Le mirador de Catarina surplombant le lac turquoise de cratère de la Laguna de Apoyo
← Nicaragua

Catarina

"Je me suis tenu au mirador de Catarina et j'ai oublié, l'espace d'un instant, que j'étais censé chercher un bus."

Un village perché des Pueblos Blancos dont le mirador plonge directement dans le lac turquoise de cratère de la Laguna de Apoyo.

La route principale qui mène à Catarina est un long corridor de pépinières parfumées — des plantes à vendre des deux côtés, palmiers, fougères et arbustes en fleurs qui envahissent presque l’asphalte — et j’ai failli manquer l’embranchement vers le mirador parce que j’étais trop distrait par un étal vendant des agrumes taillés en bonsaï. Mais le marché aux plantes, aussi beau soit-il, n’est pas la raison pour laquelle on vient à Catarina. On vient pour la vue, et la vue ne déçoit pas.
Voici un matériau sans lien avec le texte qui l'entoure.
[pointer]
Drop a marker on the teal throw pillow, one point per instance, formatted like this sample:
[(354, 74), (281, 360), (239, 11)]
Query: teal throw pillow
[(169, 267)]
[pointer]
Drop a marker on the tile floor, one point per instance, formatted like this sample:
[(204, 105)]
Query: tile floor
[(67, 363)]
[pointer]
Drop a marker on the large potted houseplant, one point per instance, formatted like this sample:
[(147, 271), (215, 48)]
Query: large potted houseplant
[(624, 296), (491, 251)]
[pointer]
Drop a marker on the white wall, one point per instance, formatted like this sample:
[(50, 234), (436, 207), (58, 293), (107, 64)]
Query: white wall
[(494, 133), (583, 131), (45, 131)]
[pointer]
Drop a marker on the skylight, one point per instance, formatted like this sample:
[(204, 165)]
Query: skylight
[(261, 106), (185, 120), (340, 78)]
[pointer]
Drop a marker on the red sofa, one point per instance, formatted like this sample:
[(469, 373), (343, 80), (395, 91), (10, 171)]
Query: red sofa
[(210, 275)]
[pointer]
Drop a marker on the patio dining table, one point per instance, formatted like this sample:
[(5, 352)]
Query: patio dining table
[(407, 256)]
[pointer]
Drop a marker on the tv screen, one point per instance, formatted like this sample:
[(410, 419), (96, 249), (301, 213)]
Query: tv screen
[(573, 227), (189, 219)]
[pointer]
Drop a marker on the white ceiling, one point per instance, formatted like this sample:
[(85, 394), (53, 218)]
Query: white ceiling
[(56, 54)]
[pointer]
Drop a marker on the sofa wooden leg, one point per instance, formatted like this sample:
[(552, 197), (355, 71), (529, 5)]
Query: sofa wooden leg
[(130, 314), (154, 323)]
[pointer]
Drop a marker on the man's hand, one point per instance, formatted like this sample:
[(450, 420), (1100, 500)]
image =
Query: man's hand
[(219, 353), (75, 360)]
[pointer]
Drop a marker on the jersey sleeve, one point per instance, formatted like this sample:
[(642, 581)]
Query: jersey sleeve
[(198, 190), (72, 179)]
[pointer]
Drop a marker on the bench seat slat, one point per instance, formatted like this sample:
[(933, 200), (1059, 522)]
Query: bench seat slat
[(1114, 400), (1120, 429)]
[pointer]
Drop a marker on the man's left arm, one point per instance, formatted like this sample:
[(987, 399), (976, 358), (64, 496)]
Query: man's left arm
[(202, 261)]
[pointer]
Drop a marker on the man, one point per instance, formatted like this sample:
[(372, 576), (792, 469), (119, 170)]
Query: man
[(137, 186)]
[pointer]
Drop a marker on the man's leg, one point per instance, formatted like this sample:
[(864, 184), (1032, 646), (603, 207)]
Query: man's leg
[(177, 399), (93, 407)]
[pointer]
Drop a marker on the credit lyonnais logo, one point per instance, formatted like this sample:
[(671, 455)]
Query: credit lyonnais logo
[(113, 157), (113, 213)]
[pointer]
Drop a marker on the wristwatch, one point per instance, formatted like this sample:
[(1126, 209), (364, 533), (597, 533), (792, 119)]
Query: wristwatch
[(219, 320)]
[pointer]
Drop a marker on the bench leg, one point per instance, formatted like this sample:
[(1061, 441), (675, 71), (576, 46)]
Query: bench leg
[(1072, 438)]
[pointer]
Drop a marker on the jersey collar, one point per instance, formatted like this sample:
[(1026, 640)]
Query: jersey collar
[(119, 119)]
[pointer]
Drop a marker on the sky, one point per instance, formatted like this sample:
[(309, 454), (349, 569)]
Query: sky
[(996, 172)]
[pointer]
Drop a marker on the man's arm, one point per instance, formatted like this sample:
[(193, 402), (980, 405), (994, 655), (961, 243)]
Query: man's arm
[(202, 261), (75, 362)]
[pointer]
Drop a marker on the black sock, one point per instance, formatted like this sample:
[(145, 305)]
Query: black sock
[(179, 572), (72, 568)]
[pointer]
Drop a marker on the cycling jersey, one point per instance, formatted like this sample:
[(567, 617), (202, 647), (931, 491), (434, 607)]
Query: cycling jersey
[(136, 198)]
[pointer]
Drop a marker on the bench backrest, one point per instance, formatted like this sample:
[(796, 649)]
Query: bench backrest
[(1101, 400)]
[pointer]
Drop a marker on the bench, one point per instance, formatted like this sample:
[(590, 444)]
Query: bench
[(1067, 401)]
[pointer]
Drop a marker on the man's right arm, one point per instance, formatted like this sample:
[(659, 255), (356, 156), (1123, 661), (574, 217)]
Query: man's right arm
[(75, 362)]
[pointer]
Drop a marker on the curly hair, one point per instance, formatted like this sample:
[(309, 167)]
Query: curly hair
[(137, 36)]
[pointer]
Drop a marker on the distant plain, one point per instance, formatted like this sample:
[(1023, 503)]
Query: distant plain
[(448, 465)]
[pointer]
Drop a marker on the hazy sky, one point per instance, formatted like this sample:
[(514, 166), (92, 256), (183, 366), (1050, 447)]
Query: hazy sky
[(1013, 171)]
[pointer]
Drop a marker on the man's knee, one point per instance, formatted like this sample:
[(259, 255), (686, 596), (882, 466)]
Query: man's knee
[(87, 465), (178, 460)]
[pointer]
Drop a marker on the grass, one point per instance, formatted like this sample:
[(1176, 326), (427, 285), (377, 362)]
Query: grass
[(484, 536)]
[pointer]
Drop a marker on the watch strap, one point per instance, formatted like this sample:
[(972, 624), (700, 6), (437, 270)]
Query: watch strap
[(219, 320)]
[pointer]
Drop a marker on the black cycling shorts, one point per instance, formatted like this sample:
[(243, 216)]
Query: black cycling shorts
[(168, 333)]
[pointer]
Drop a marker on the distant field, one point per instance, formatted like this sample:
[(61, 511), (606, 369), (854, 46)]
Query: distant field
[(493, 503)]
Le belvédère qui coupe les conversations

En marchant vers le bord du mirador pour la première fois, je me suis littéralement arrêté de parler en pleine phrase à l’ami qui m’accompagnait. En contrebas, peut-être cent cinquante mètres plus bas au fond d’une paroi volcanique presque verticale, se trouvait la Laguna de Apoyo, un lac de cratère d’un bleu-vert si intense qu’il semble retouché même en vrai, entouré de pentes boisées où l’on n’aperçoit presque aucune construction le long de la rive. Les toits de Grenade et les deux cônes volcaniques jumeaux du Mombacho étaient visibles au loin, et par un après-midi dégagé, on pouvait même distinguer les contours du lac Nicaragua au-delà. Des vendeurs proposent du café et de l’eau de coco fraîche juste contre la rambarde, et une petite rangée de restaurants a été construite spécifiquement pour qu’on puisse déjeuner avec cette vue devant soi — j’ai commandé une assiette de gallo pinto et je l’ai mangée plus lentement que d’habitude, juste pour continuer à regarder.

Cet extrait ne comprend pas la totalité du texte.